Protein is an important component of any diet, despite the misconception that eating lots of protein is only for body builders and athletes. Proteins are made up of basic components called amino acids which are used by your body for all kinds of different processes, and as such are a critical part of healthy nutrition. Proteins are found in a number of animal and vegetable sources, under the former, poultry, fish, and red meat are all great sources of a rich variety of amino acids. A number of plant products are also rich in proteins, including, for example, lentils, quinoa, nuts like peanuts and almonds, soy, and tofu.

Fats

Fats are actually widely misconceived as a ‘bad’ element of food, while in fact certain fats are actually absolutely critical to your health. While it is true that saturated fats and the like which are found in abundance in a number of fast foods and desserts, there are fats rich in what are called essential fatty acids which are an important part of a healthy diet. Great examples are the Omega fats like Omega-3 and Omega-6 found in fish, which are part of a group of healthier fats called poly-unsaturated fats. Unsaturated fats are found in abundance in nuts, plant oils, and oily fish.

Generally speaking animal sources of fat are not healthy, which is why many health sources suggest poultry as the major source of animal protein in your diet. Poultry is considerably leaner than red meat and pork, although lean cuts of these meats can be procured and are recommended for health reasons.

Supplements during pregnancy

Asides from all the basics of a healthy diet discussed above, there are a number of particular vitamins and minerals which would be good to supplement for the purposes of maintaining a healthy pregnancy. It is often recommended that you supplement vitamin D and folic acid if you aren’t getting enough of these substances in your diet. Both are important components when it comes to foetal development, particularly folic acid which is known to be an essential part of a foetus’ neurological development. It is recommended that you take about 400 micrograms of folic acid during the early part of your pregnancy (preferably from before you actually become pregnant to about 12 weeks in).

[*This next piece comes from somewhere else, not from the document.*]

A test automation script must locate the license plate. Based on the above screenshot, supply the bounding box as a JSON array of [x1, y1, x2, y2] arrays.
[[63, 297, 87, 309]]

Iron is also a recommended supplement, although it is abundant in a range of foods including meats and green vegetables. Because of the stresses your body can undergo as part of a pregnancy, iron intake is very important to preventing anaemia. Anaemia occurs as a consequence of iron deficiency as iron is vital to maintaining healthy blood cell function, and hence your health and well being. Vitamin C is important in the context of iron, as a healthy amount of vitamin C in your diet allows you to better absorb iron during your diet.